HAS in Service Instantiation workflows

Below is an illustration of HAS interactions with other ONAP components to enable Policy driven homing. The homing policy constraints have been expanded (and categorized) to highlight the range of constraints that could be provided to HAS for determining the homing solution. The figure also shows how HAS uses a plugin-based approach to allow an extensible set of constraints and data models.

../_images/HAS_PolicyDrivenHoming.png

More information on how homing constraints are specified can be found at OOF-HAS Homing Specification Guide, and a sample homing template has been drawn up for residential vCPE Homing Use Case.

HAS Architecture (R2)

../_images/HAS_SeedCode_Architecture_R9.jpg

Lifecycle of a Homing request in HAS

../_images/PlanLifecycle.jpg

A sample heuristic greedy algorithm of HAS (using a vCPE as example)

../_images/HASHeuristicGreedyAlgorithm.jpg

Components

Conductor consists of five services that work together:

  • ``conductor-api``: An HTTP REST API

  • ``conductor-controller``: Validation, translation, and status/results

  • ``conductor-data``: Inventory provider and service controller gateway

  • ``conductor-solver``: Processing and solution calculation

  • ``conductor-reservation``: Reserves the suggested solution solved by Solver component.

Workflow

  • Deployment plans are created, viewed, and deleted via conductor-api and its REST API.

  • Included within each conductor-api plan request is a Homing Template.

  • Homing Templates describe a set of inventory demands and constraints to be solved against.

  • conductor-api hands off all API requests to conductor-controller for handling.

  • All deployment plans are assigned a unique identifier (UUID-4), which can be used to check for solution status asynchronously. (Conductor does not support callbacks at this time.)

  • conductor-controller ensures templates are well-formed and valid.
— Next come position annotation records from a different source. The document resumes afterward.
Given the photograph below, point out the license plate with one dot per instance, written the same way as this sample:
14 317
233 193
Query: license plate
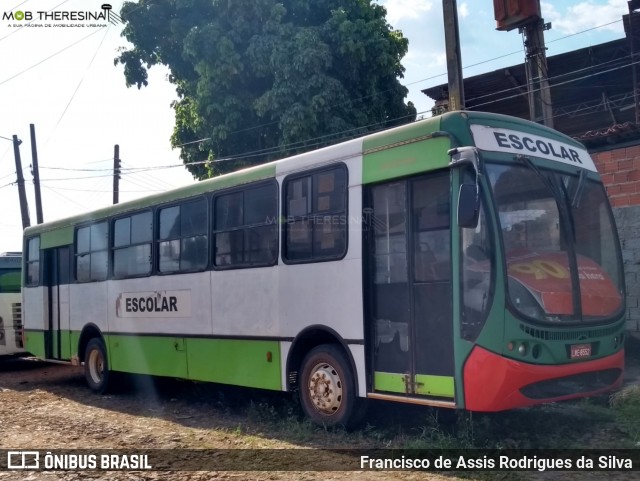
580 350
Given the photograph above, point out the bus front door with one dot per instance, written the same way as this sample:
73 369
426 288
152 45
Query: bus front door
56 336
410 289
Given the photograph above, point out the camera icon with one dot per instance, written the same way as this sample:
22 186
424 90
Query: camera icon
23 460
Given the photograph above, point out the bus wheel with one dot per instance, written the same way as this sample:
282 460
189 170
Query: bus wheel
96 366
327 388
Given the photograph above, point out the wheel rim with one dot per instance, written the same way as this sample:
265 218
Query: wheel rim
325 389
96 366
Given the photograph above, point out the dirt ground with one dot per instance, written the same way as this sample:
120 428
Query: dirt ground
48 406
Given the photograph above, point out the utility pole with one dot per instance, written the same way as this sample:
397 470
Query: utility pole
24 208
634 43
454 60
540 107
36 174
116 173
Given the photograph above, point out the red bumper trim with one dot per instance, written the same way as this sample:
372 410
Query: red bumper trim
493 382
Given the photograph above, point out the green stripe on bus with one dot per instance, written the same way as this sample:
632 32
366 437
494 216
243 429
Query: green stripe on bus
57 237
251 363
435 385
234 361
389 382
411 158
34 343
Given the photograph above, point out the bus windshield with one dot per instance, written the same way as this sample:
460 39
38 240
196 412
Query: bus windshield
562 255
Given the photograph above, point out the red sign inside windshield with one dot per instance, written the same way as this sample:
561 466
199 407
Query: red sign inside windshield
548 277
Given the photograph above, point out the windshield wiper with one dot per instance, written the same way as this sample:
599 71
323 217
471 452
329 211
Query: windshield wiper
567 225
577 195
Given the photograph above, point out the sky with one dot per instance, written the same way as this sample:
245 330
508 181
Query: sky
59 75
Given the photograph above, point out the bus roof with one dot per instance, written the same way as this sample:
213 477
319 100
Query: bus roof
454 123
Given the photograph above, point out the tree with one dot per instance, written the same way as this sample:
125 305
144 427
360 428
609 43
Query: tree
261 79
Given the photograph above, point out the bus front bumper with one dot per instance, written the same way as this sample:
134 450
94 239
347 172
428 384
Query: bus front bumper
496 383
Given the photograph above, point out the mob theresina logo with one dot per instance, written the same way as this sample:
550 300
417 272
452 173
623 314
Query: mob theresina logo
53 18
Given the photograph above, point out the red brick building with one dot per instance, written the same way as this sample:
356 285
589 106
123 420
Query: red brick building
595 94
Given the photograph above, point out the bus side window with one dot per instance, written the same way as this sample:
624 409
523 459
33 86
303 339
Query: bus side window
315 210
182 237
245 228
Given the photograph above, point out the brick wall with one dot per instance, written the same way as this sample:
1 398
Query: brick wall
620 171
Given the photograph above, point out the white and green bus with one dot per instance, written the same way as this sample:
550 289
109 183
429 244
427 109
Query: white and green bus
10 304
466 261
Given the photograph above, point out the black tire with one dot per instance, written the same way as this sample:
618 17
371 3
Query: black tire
327 387
96 366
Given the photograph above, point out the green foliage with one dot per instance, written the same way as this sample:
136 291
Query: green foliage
261 79
626 405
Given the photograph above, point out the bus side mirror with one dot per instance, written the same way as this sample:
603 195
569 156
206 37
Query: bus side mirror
468 206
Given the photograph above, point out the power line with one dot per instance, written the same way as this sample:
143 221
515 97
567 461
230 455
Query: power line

Errors and remediation are made visible through conductor-api. When running in debug mode, the API will also include a python traceback in the response body, if available.

  • conductor-controller uses conductor-data to resolve demands against a particular inventory provider (e.g., A&AI).

  • conductor-controller translates the template into a format suitable for solving.

  • As each template is translated, conductor-solver begins working on it.

  • conductor-solver uses conductor-data to resolve constraints against a particular service controller (e.g., SDN-C).

  • conductor-solver determines the most suitable inventory to recommend.

  • conductor-reservation attempts to reserve the solved solution in SDN-GC

NOTE: There is no Command Line Interface or Python API Library at this time.

DB Backend

All Conductor services use a DB backend for data storage/persistence and/or as a RPC transport mechanism. The current implementation supports two services which can be used as backend - Music and ETCD.